Dead man and slave hammered hard into the barrier of furniture. Impact jammed the meat knife into the corpse’s sternum. Kevin yanked, with futile result, then abandoned the blade and snatched the sword from dying fingers.

Spinning, on his feet cat-fast, Kevin brought up the sword. Blade struck blade, deflecting a cut coming fast at his neck. A ringing clang met the impact, not the dull thud he expected. Kevin laughed aloud. He held a metal blade. The gods knew how, on this world that had no ores – but this was a weapon he knew.

Kevin lashed out with the strange sword and quickly found its balance. Long as a broadsword, but finely made, the blade handled with murderous ease despite the slightly curved edge.

The first man Kevin engaged stumbled back in confusion before this alien slave who knew his way with a sword. Then the eyes behind the black mask narrowed. The assassin recovered poise and fought back. Slammed by a fast reach
and practised parries, Kevin realized he faced an equal weapon and an opponent of greater skill.

Then a green-clad warrior was at his side, and another sword was harrying the assassin’s flank. Shoulder to shoulder, slave and Acoma soldier beat the tong back toward the hall. The man had a sword arm like lightning. Parry after parry, he deflected the strokes that sought his life. The Acoma warrior missed his footing, and staggered a half-step sideways. A weighted cord snapped through the splintered window and circled his unarmoured throat. He dropped his sword, fingers clawing at his neck as he strangled. As he buckled and crashed to his knees, the tong assassin who had wielded the throwing garrotte leaped through.

A second Acoma warrior and another in Bontura colours charged to take him. Alone and beaten backwards by his original foe, Kevin skidded helplessly to the side. Luck favoured him. The assassin mired a heel in a cushion flung from somewhere; he slipped, and Kevin took him in a thrust under the armpit.

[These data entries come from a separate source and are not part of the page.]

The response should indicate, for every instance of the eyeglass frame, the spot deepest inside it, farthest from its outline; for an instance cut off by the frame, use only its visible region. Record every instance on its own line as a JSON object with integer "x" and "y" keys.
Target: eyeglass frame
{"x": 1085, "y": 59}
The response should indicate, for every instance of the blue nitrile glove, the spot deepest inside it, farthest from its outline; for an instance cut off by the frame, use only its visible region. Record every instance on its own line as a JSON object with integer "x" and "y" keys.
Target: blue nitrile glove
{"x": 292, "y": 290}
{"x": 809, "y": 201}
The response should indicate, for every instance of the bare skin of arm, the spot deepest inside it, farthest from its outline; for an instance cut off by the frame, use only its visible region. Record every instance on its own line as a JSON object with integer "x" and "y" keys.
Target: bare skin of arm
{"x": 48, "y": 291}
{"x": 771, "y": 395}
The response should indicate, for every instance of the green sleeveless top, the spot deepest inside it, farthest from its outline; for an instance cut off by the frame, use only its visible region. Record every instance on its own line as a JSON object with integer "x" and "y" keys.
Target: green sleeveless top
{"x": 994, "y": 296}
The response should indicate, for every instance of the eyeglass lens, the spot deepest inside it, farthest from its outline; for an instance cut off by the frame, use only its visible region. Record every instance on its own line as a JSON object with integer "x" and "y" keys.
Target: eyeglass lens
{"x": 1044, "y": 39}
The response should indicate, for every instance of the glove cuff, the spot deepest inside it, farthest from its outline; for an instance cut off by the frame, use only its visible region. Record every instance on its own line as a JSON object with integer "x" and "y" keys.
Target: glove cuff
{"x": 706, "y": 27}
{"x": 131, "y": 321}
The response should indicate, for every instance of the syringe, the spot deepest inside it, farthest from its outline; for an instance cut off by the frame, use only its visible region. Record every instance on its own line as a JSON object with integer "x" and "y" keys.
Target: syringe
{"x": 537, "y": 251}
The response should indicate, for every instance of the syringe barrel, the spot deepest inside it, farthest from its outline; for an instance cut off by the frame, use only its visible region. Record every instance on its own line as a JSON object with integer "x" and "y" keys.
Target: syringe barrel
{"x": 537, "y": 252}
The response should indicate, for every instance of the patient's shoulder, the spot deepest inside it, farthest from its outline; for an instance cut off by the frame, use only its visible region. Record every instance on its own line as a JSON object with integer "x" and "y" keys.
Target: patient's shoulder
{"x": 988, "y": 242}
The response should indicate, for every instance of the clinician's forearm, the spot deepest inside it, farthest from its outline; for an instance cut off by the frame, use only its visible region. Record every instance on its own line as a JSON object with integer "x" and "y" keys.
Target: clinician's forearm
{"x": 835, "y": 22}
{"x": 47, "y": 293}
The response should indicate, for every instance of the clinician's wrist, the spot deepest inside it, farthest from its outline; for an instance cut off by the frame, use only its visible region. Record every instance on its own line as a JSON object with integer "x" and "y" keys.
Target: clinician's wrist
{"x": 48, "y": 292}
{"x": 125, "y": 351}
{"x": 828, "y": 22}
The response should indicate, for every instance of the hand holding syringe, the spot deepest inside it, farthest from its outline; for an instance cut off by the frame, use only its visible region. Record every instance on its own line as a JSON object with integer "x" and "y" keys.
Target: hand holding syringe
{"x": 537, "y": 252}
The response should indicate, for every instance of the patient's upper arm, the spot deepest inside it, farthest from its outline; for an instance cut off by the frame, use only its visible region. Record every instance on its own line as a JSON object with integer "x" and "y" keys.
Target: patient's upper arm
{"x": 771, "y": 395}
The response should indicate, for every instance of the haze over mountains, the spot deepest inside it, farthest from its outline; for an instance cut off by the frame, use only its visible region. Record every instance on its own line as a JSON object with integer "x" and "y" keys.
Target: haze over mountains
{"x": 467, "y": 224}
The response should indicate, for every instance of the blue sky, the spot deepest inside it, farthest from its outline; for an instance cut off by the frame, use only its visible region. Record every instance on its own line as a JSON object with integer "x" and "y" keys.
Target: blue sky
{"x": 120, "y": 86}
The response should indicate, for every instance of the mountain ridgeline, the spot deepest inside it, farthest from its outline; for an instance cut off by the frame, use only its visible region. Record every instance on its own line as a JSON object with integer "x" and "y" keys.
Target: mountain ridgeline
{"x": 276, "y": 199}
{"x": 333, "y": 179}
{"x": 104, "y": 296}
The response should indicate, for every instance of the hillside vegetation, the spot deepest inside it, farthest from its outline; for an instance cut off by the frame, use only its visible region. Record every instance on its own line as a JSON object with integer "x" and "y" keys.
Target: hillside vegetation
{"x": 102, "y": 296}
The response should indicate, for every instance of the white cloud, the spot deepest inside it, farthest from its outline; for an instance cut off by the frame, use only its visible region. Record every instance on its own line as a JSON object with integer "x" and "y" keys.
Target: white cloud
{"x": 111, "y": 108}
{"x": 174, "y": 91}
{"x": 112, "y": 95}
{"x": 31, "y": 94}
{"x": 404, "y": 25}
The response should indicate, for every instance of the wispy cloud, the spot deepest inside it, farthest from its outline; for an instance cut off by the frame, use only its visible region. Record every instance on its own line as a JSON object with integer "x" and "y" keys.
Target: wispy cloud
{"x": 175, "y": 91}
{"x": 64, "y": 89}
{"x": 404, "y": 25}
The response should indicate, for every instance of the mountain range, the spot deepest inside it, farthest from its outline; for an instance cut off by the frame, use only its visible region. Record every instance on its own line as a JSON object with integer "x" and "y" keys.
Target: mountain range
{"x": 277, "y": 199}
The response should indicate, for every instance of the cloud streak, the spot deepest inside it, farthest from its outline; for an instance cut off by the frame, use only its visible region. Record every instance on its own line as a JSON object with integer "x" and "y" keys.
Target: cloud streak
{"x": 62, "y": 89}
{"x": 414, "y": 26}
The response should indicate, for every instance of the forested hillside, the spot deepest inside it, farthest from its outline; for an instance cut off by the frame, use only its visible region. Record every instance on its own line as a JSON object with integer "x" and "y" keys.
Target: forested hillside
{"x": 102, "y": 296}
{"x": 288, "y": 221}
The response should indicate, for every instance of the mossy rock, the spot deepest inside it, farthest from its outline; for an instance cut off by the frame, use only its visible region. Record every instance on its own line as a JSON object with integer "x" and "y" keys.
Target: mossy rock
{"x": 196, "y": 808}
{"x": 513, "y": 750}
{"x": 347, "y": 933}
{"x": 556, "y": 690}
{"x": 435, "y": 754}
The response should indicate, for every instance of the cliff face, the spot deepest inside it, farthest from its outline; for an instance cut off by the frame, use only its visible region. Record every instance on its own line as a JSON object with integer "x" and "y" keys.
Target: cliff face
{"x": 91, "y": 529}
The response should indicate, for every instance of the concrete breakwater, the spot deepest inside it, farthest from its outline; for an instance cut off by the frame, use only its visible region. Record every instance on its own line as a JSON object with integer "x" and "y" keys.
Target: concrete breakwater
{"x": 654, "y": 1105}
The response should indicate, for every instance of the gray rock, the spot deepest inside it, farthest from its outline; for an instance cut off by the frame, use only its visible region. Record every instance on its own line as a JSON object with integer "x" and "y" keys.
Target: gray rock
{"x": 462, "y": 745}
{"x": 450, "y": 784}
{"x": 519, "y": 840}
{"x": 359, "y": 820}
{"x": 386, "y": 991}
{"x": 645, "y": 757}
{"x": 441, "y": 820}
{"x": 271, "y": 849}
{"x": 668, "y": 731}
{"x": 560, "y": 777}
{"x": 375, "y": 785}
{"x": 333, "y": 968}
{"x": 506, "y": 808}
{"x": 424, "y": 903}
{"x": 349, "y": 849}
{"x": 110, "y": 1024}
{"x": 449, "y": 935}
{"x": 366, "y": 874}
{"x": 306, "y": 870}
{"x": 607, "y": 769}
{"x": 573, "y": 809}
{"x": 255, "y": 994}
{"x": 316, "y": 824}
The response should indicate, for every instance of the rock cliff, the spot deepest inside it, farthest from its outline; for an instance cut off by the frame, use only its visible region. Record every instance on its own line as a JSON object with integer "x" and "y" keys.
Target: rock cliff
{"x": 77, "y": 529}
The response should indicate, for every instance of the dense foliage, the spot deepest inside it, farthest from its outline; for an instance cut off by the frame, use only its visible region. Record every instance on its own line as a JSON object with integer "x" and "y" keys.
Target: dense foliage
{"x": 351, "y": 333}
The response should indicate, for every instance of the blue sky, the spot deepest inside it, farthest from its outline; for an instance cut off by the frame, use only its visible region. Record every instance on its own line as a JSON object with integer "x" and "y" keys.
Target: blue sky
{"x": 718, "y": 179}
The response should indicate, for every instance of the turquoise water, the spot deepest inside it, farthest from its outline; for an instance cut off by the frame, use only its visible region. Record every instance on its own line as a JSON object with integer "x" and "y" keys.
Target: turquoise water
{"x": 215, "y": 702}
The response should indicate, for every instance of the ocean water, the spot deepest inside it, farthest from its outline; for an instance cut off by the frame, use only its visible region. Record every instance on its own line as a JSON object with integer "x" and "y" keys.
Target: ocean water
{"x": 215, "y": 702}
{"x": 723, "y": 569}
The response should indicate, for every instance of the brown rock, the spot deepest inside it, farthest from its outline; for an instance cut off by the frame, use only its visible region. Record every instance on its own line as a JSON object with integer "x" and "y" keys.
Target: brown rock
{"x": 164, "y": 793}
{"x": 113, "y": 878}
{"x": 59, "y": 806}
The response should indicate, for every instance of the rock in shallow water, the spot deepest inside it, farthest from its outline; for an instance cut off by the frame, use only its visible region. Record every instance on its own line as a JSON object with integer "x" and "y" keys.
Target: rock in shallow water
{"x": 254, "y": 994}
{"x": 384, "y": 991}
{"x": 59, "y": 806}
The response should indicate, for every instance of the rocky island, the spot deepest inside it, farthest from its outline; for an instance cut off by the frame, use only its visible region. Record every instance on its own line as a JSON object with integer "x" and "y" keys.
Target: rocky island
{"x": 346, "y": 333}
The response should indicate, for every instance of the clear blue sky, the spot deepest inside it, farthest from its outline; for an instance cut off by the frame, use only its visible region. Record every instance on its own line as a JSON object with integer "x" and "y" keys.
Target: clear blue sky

The Midkemian yanked his blade clear. He cast about and saw the Lord of the Xacatecas backed against the wall by a black warrior. The stout man somehow warded off a stroke that should have killed him – as the next one surely would. Not so fast as the assassin, the Lord was still deadly quick. Kevin rushed the black-armoured warrior and struck him full from behind. Metal slid through laminated armour with a slap like a melon being punctured. The enemy died, choking on blood. Kevin leaped clear and came to stand before Mara, sword at the ready. Hoppara had stationed himself by the window; a wad of blood-sodden black lay jammed across the sill: the most recent assassin who tried to enter.